The report suggests there is just one nurse caring for nearly ten patients on old people’s wards. A survey of almost 1,700 nurses found that 78 per cent said comforting and talking to patients was not done or done inadequately on their last shift because of low staff numbers. Some 59 per cent said promoting mobility and self-care was left undone or unfinished, with 34 per cent saying they could not provide patients with food and drink, and 33 per cent claiming they were unable to fully help patients to the toilet or manage incontinence.
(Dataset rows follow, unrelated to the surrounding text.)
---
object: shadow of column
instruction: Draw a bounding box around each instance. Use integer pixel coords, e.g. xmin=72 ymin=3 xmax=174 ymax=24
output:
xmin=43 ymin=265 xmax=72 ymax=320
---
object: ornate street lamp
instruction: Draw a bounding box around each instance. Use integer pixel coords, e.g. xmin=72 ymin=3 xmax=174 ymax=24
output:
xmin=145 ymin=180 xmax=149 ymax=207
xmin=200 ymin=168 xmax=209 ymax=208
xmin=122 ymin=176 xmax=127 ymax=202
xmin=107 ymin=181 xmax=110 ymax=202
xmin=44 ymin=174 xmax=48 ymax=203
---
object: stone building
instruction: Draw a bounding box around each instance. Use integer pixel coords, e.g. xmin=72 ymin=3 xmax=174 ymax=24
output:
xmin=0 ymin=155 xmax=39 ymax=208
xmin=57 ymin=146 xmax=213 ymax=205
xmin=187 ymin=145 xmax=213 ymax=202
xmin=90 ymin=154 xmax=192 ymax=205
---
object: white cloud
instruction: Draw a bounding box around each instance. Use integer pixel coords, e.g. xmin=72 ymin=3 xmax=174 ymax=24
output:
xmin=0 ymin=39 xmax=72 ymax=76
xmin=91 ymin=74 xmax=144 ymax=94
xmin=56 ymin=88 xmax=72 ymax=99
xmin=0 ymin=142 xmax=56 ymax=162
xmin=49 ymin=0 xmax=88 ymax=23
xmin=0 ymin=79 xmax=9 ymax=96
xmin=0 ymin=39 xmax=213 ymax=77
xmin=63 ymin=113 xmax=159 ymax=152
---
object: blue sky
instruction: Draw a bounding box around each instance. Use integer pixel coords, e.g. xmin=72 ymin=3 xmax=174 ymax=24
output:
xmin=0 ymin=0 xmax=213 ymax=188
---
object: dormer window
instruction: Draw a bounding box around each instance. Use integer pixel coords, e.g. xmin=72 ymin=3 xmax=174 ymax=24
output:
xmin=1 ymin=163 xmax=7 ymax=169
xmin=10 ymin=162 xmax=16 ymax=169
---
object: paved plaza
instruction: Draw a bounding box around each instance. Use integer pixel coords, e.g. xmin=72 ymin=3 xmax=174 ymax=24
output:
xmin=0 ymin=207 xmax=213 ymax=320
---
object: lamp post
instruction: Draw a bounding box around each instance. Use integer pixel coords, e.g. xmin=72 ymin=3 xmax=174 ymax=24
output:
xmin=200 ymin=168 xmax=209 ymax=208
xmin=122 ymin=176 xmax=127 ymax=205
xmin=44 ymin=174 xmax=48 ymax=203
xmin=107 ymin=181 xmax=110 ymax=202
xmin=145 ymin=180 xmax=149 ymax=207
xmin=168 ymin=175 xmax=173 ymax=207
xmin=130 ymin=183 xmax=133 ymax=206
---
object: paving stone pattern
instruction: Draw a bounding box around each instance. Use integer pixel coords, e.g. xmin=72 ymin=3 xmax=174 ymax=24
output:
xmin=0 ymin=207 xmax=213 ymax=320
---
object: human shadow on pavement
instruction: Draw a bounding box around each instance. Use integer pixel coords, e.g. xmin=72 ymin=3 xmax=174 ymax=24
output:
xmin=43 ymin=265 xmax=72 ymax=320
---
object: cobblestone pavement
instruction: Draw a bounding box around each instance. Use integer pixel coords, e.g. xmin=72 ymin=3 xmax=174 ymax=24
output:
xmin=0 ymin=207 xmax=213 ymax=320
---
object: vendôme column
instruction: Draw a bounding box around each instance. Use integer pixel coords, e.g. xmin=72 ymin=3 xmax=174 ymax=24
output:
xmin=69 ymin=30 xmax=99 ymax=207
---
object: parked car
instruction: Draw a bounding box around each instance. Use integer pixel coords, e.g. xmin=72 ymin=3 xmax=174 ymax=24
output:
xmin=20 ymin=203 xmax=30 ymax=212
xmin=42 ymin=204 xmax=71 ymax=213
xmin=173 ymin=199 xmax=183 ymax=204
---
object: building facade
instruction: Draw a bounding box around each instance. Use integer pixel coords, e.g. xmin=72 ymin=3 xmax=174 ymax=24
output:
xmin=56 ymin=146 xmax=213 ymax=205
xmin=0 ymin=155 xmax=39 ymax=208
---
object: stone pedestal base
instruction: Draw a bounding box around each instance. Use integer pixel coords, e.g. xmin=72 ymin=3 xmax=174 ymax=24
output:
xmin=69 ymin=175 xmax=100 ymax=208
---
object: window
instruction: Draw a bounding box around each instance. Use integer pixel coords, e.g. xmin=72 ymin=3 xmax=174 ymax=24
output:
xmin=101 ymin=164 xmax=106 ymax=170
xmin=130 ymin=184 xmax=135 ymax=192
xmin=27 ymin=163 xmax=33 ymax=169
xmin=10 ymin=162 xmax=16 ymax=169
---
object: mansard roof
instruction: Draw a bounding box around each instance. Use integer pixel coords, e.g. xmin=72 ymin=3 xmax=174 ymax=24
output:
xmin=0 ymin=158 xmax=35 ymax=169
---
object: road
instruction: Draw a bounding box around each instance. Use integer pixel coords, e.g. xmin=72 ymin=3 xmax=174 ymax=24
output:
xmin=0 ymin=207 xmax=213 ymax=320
The Scottish Government insisted that the elderly were “absolutely not at risk”.
This much is sure, when nursing staffing is cut too deeply, at some point, patient care suffers.
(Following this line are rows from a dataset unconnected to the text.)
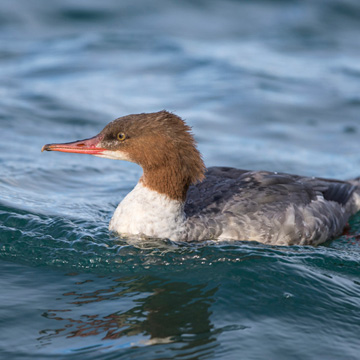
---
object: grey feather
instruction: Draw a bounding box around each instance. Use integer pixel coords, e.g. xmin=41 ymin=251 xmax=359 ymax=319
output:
xmin=184 ymin=167 xmax=360 ymax=245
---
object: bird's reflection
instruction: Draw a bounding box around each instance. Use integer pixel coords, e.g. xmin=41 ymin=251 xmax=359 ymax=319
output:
xmin=39 ymin=276 xmax=217 ymax=348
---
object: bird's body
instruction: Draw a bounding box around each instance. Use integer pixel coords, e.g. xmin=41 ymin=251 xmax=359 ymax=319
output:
xmin=43 ymin=111 xmax=360 ymax=245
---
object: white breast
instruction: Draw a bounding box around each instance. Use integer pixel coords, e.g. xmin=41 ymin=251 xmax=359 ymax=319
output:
xmin=109 ymin=183 xmax=185 ymax=240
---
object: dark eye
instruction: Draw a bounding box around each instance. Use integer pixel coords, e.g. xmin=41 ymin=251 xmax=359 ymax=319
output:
xmin=116 ymin=133 xmax=126 ymax=141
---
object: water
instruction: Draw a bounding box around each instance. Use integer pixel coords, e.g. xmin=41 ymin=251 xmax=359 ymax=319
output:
xmin=0 ymin=0 xmax=360 ymax=359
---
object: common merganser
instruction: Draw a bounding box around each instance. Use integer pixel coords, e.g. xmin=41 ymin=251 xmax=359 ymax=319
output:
xmin=42 ymin=111 xmax=360 ymax=245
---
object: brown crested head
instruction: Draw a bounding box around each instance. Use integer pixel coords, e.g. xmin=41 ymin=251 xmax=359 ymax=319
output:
xmin=42 ymin=111 xmax=205 ymax=200
xmin=99 ymin=111 xmax=205 ymax=200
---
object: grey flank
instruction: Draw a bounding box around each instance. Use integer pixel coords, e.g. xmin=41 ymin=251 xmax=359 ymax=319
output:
xmin=184 ymin=167 xmax=360 ymax=245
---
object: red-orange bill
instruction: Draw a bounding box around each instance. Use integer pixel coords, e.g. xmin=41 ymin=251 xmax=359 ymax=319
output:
xmin=41 ymin=135 xmax=106 ymax=155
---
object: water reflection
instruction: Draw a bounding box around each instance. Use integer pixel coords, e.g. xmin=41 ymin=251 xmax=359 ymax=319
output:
xmin=38 ymin=275 xmax=218 ymax=350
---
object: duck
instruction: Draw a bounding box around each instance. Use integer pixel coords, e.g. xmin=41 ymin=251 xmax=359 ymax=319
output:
xmin=42 ymin=110 xmax=360 ymax=246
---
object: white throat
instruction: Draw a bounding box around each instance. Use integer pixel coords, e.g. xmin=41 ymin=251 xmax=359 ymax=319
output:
xmin=109 ymin=182 xmax=185 ymax=240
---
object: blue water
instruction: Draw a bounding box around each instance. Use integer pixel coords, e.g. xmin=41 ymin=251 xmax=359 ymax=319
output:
xmin=0 ymin=0 xmax=360 ymax=360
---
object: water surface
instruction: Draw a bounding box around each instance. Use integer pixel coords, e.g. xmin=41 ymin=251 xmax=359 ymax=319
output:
xmin=0 ymin=0 xmax=360 ymax=359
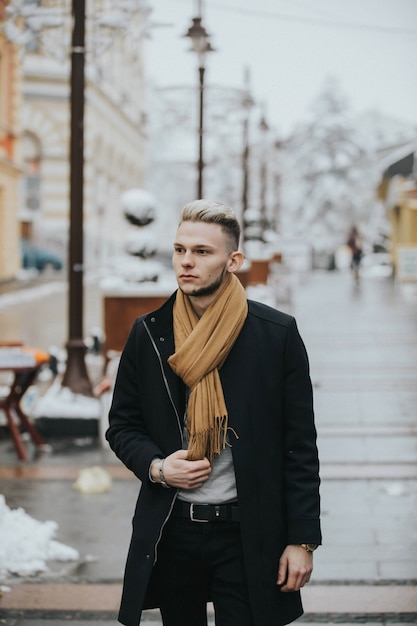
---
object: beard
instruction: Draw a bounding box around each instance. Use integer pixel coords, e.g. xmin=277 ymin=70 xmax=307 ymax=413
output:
xmin=180 ymin=265 xmax=226 ymax=298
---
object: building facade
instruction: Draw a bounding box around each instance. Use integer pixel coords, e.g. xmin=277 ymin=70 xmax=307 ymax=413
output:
xmin=1 ymin=0 xmax=148 ymax=278
xmin=0 ymin=0 xmax=21 ymax=282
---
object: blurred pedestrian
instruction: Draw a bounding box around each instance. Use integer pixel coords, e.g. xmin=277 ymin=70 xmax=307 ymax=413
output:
xmin=346 ymin=226 xmax=363 ymax=282
xmin=107 ymin=200 xmax=321 ymax=626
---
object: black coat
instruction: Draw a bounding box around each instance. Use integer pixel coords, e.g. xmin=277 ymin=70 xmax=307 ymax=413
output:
xmin=107 ymin=294 xmax=321 ymax=626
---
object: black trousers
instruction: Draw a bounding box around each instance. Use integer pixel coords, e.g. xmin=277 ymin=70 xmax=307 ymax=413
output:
xmin=153 ymin=517 xmax=254 ymax=626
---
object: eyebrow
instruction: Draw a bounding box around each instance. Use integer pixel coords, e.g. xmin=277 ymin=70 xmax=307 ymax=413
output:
xmin=173 ymin=241 xmax=215 ymax=250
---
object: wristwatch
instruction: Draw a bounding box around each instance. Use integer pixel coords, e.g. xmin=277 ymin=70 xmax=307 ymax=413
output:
xmin=300 ymin=543 xmax=318 ymax=552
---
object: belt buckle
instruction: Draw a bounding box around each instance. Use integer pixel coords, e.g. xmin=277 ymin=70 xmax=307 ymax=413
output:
xmin=190 ymin=502 xmax=208 ymax=524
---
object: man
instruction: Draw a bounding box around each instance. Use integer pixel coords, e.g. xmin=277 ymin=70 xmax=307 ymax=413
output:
xmin=107 ymin=200 xmax=321 ymax=626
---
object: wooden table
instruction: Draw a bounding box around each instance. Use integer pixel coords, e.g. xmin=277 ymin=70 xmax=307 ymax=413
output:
xmin=0 ymin=346 xmax=45 ymax=461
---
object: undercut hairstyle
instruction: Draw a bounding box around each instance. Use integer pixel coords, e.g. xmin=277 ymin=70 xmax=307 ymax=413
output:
xmin=180 ymin=200 xmax=241 ymax=252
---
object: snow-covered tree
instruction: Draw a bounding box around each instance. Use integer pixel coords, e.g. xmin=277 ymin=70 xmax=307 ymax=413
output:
xmin=283 ymin=79 xmax=373 ymax=251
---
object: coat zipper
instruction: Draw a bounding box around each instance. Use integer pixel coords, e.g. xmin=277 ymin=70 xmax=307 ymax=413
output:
xmin=143 ymin=321 xmax=184 ymax=566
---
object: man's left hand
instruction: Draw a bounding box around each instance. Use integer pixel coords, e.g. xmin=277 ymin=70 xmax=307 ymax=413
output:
xmin=277 ymin=545 xmax=313 ymax=592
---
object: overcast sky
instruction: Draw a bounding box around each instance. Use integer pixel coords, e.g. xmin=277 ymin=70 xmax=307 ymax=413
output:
xmin=146 ymin=0 xmax=417 ymax=134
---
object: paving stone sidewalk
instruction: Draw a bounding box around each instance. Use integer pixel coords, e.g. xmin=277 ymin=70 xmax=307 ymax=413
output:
xmin=0 ymin=272 xmax=417 ymax=626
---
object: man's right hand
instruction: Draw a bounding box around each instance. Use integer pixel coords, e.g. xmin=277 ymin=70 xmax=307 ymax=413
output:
xmin=151 ymin=450 xmax=211 ymax=489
Meanwhile in socialized medicine Canada, a report has found that the elderly are more likely to make it to the grave before being admitted to a full service care bed. From The Spectator story:
There are 200 beds in St. Patrick’s Home, a long-term care residence not far from Carleton University in Ottawa. There were 395 people waiting for one of those beds to become available the last time St. Patrick’s CEO Linda Chaplin checked her list. That’s more than just an arithmetic puzzle. “It is heartbreaking,” said Chaplin. The sad truth is that some of the people on the waiting list will get a spot in an Ottawa cemetery before they get a bed in St. Patrick’s Home.
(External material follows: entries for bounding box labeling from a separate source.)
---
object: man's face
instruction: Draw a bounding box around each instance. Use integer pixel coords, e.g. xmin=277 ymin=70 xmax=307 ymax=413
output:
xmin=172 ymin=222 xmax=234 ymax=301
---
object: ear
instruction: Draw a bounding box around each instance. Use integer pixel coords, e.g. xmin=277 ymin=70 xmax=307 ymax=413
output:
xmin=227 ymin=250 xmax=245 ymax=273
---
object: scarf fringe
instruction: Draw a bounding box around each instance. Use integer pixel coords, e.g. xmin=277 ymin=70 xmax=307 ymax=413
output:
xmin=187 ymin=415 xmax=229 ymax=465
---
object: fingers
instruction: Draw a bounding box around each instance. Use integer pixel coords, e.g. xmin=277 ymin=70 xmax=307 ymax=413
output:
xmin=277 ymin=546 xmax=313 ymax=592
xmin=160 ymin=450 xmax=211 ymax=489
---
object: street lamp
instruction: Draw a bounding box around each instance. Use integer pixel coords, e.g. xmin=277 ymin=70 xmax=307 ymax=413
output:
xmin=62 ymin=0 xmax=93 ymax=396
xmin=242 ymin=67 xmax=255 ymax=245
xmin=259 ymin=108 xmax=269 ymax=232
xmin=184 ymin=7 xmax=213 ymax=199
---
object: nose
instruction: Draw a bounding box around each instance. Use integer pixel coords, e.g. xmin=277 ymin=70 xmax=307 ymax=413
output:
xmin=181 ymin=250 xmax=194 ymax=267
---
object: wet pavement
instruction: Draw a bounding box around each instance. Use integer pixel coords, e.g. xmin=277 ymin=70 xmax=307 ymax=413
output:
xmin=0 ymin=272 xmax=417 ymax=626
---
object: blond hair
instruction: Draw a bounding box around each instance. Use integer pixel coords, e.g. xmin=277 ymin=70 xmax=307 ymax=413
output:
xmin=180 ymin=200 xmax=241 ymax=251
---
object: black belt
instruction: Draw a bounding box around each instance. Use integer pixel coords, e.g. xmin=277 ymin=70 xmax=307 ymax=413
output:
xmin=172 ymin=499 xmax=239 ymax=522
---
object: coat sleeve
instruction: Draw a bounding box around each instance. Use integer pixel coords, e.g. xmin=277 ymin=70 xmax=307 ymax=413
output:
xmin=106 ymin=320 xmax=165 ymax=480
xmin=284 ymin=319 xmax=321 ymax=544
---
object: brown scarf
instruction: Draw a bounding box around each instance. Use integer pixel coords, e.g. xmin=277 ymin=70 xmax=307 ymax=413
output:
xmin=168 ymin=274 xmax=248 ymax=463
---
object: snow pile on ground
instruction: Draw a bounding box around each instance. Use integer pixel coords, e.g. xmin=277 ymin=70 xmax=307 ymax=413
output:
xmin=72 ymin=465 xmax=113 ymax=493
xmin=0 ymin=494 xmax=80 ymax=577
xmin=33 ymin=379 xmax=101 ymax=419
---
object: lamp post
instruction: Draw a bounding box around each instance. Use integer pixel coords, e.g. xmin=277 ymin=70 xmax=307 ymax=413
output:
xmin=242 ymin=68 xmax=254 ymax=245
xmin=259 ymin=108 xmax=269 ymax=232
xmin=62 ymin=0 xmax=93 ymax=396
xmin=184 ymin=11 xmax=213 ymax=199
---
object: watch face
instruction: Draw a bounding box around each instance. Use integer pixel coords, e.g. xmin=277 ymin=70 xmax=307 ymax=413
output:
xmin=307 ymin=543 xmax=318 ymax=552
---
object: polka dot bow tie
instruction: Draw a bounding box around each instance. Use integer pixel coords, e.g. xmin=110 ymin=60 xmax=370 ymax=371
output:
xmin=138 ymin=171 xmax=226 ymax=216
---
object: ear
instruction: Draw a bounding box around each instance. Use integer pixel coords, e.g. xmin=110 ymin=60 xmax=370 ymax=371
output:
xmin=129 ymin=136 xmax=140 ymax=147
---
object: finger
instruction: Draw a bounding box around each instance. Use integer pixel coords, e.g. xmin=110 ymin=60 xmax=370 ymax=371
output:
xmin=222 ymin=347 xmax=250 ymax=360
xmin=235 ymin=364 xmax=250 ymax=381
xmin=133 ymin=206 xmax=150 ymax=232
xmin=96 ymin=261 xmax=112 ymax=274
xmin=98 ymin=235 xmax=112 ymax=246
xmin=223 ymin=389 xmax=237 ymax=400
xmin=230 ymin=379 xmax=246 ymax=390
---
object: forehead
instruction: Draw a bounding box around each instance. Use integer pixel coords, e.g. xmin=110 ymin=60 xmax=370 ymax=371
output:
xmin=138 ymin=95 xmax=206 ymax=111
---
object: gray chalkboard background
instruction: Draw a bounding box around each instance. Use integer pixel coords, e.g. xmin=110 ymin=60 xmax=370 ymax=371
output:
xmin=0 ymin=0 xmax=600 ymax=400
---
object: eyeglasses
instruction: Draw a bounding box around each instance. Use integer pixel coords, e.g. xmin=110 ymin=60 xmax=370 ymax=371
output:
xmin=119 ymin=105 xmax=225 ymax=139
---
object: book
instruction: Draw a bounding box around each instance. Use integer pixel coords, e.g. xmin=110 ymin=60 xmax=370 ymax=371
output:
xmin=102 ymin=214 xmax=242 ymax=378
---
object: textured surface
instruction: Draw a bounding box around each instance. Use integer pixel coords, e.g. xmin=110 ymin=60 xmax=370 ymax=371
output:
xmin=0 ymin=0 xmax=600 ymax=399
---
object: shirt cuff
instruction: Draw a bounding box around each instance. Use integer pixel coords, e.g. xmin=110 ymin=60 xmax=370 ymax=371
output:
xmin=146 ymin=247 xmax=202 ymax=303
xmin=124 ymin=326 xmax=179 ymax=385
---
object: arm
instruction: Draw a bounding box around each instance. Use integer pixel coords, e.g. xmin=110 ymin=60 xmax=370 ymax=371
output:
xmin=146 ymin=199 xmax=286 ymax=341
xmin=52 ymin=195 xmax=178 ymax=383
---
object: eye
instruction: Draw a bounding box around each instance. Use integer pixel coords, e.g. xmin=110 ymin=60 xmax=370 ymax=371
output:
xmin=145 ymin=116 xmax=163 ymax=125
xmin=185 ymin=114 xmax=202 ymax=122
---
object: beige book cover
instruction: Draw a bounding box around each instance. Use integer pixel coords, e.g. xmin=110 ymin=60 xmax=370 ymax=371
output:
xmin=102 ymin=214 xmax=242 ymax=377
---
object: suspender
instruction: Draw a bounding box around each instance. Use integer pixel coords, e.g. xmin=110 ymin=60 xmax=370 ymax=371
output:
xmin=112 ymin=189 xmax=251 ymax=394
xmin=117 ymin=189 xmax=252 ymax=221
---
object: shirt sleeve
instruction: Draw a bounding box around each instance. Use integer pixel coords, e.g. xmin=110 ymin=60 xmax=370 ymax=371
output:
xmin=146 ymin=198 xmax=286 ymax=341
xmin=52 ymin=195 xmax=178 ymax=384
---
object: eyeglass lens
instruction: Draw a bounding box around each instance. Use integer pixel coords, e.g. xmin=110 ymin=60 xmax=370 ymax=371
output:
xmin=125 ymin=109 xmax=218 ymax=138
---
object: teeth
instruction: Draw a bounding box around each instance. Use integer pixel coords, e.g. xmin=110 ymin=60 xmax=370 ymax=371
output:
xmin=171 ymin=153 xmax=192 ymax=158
That means a lot of elderly patients are kept in hospitals preventing those beds from serving others who need them:
On any given day, Chaplin said, up to 150 hospital beds across Ottawa are occupied by people who are waiting to be placed in a long-term care home. The Champlain LHIN had the longest overall wait times of Ontario’s 14 LHINs for finding long-term care spots for people, based on data compiled for the Spectator’s comprehensive report card of LHIN health performance. It took 209 days on average for Champlain LHIN residents to be placed in a long-term care home, nearly double the provincial average of 113 days. In the Central West LHIN, which includes Dufferin County and Peel Region north of Highway 401, the placement time was 47 days, the best in Ontario.
As the late Art Linkletter once put it, old age is not for sissies. Yikes.
Some might say Richard Widmark had the solution, although they would certainly not approve of his rather crass metbods. Lethal injections: Yea, that’s the ticket.